わたししか知らない美しい闇がある
記憶が抜け落ちてしまったあの頃、夜に寝ることができなくなった。
なにがこわかったわけでも、
時間を忘れることがあったわけでもなく、
なぜか朝日を待ちわびている自分がいた。
ちょうどその頃、人生で最初で最後の家出をしていた。
遅めの反抗期だったけれど、ずっと閉じ込めていたものがついにはち切れたという感じだった。
本当はずっとはち切れる間際で収束していただけで、あの瞬間にはち切れたのはただの偶然だったように思う。

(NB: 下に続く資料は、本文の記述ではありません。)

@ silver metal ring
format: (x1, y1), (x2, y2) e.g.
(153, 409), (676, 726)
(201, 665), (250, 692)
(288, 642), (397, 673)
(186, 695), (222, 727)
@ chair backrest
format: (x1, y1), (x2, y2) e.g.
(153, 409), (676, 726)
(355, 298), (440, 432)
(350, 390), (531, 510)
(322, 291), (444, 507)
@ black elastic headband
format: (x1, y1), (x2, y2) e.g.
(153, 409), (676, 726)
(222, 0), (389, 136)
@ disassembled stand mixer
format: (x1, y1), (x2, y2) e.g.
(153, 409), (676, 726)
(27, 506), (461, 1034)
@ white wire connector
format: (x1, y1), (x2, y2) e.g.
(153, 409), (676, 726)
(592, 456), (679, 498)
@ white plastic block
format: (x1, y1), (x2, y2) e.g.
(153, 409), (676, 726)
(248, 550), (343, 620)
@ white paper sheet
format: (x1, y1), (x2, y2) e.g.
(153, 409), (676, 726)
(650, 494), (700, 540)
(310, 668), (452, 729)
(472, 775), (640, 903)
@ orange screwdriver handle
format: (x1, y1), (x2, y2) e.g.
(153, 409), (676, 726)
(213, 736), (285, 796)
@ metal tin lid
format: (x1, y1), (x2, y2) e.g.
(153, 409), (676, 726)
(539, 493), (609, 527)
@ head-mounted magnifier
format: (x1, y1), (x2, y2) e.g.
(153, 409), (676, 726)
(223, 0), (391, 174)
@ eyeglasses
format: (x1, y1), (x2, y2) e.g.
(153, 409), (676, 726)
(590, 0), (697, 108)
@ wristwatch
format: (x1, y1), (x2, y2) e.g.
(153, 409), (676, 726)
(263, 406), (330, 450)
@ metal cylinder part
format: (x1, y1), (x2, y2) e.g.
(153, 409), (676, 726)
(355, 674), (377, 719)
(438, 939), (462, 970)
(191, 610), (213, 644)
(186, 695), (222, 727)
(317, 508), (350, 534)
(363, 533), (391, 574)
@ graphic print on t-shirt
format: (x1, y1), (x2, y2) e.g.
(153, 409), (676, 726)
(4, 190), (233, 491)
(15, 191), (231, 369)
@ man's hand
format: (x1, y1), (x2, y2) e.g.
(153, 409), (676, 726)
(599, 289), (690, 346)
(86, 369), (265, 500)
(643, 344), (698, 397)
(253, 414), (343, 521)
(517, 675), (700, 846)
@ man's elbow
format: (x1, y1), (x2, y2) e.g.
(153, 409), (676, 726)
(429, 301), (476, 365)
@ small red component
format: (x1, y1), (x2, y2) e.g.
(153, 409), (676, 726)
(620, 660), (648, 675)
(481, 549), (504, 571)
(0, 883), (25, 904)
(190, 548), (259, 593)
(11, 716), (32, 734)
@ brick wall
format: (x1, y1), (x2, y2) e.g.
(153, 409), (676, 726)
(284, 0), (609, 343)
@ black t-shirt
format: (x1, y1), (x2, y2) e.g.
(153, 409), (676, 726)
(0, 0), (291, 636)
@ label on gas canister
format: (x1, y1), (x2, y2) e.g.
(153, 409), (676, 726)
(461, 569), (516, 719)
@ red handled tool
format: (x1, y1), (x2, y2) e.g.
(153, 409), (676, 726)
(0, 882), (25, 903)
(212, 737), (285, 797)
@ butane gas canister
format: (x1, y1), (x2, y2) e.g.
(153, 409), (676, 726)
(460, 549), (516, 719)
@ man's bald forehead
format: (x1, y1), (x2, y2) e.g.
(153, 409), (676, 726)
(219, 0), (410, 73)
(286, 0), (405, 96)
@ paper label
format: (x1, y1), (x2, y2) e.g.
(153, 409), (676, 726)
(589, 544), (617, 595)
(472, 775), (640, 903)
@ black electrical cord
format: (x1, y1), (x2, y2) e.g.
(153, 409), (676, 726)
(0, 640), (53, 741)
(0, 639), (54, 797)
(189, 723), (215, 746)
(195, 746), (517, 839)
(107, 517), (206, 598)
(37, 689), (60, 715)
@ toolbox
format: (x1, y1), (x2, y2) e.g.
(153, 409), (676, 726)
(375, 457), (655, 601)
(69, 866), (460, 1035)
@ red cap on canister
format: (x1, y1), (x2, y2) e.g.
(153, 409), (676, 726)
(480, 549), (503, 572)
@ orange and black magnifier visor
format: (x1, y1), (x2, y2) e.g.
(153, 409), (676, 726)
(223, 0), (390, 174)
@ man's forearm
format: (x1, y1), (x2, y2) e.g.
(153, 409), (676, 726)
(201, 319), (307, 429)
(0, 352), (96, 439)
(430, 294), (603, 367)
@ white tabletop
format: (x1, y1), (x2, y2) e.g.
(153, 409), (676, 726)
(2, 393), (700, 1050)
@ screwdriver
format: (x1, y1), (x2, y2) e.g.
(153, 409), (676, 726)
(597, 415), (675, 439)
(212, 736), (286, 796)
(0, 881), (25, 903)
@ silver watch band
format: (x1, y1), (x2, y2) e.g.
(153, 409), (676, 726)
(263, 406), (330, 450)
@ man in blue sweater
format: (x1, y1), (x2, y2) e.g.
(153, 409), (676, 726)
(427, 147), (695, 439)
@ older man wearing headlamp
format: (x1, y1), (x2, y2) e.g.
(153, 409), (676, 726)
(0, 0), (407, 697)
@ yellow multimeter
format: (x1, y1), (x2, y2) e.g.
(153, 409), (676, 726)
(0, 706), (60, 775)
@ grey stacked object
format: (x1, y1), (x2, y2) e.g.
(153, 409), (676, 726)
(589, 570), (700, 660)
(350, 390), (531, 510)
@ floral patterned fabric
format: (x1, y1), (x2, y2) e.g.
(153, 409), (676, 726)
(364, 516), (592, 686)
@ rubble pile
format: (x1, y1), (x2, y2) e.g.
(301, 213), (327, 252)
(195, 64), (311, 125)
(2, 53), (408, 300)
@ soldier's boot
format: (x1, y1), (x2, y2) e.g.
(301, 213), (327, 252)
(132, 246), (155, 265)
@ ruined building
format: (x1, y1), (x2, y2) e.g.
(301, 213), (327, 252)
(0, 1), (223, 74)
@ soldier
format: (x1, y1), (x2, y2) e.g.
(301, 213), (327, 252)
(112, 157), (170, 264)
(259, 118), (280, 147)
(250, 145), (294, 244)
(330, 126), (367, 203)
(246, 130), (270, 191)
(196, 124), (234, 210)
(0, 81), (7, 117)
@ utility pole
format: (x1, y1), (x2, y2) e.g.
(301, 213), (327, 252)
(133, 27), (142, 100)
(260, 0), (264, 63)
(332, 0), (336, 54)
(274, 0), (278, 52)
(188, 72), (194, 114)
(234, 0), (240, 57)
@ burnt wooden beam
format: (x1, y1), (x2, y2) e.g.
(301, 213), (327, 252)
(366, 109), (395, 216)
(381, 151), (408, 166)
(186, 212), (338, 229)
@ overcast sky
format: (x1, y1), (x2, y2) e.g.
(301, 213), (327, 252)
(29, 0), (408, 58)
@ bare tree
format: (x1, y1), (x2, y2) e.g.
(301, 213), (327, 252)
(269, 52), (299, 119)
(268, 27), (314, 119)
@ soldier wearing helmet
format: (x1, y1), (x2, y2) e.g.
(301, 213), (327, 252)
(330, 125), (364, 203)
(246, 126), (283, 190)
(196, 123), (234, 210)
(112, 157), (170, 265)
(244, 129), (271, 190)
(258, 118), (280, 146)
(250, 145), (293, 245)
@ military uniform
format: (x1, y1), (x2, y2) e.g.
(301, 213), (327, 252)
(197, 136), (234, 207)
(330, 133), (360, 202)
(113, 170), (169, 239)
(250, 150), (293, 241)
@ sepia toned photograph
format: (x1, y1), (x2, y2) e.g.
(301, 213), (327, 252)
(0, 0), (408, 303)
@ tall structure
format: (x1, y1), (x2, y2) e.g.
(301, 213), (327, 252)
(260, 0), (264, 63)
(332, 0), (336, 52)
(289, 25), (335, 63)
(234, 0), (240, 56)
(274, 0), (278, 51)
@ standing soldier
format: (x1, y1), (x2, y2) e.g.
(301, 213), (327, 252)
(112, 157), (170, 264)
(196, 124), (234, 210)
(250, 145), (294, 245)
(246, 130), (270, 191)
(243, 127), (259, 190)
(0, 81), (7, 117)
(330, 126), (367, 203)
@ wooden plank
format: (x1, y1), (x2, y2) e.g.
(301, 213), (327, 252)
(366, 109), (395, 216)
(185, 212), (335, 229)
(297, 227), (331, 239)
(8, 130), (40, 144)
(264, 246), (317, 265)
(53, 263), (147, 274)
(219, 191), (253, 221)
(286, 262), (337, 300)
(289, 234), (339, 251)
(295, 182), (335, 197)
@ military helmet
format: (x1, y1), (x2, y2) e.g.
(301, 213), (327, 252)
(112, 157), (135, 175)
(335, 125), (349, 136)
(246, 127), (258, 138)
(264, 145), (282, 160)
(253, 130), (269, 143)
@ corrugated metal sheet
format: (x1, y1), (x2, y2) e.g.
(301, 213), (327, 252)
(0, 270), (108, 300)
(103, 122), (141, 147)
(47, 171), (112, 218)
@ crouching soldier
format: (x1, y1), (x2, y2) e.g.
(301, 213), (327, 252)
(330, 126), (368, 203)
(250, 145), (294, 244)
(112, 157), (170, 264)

我慢がきかなくなって、逃げ込んだ場所の近くに24時間営業のスーパーがあった。
夜に眠れなくなるとふらっと出かけては、外の見える席に座って朝がやってくるのを今か今かと待ちわびていた。
落ち込んでいたとか、
悩んでいたとか、
そんな感じでもなかったような気がする。
ただただ、朝になってほしかった。
朝を迎える前の暗闇はいつだって温かくて優しかった。
ものすごく暗くて救えない言葉が並ぶ、
悲しい音楽がいつだってお守りだったあの頃。
暗闇の中で聴く、暗い音楽は決して病みではなかった。
明けない夜はない、そんな言葉をよく聞くけれど
あの頃は明けなくってもいいのになって思う夜もあった。
ずっと朝を待ち焦がれていたい。
あの時間がすごく好きだった。
あの頃の環境の、
あの年齢の、
あの精神状態で過ごした、
あの闇の中。
わたしは少しの希望を抱えて生きていた。
夜明けの絶妙な空気感を、
今でも思い出しては恋しくなることがある。
わたししか知らない美しい闇がある。
そんな人生って、悪くないでしょ。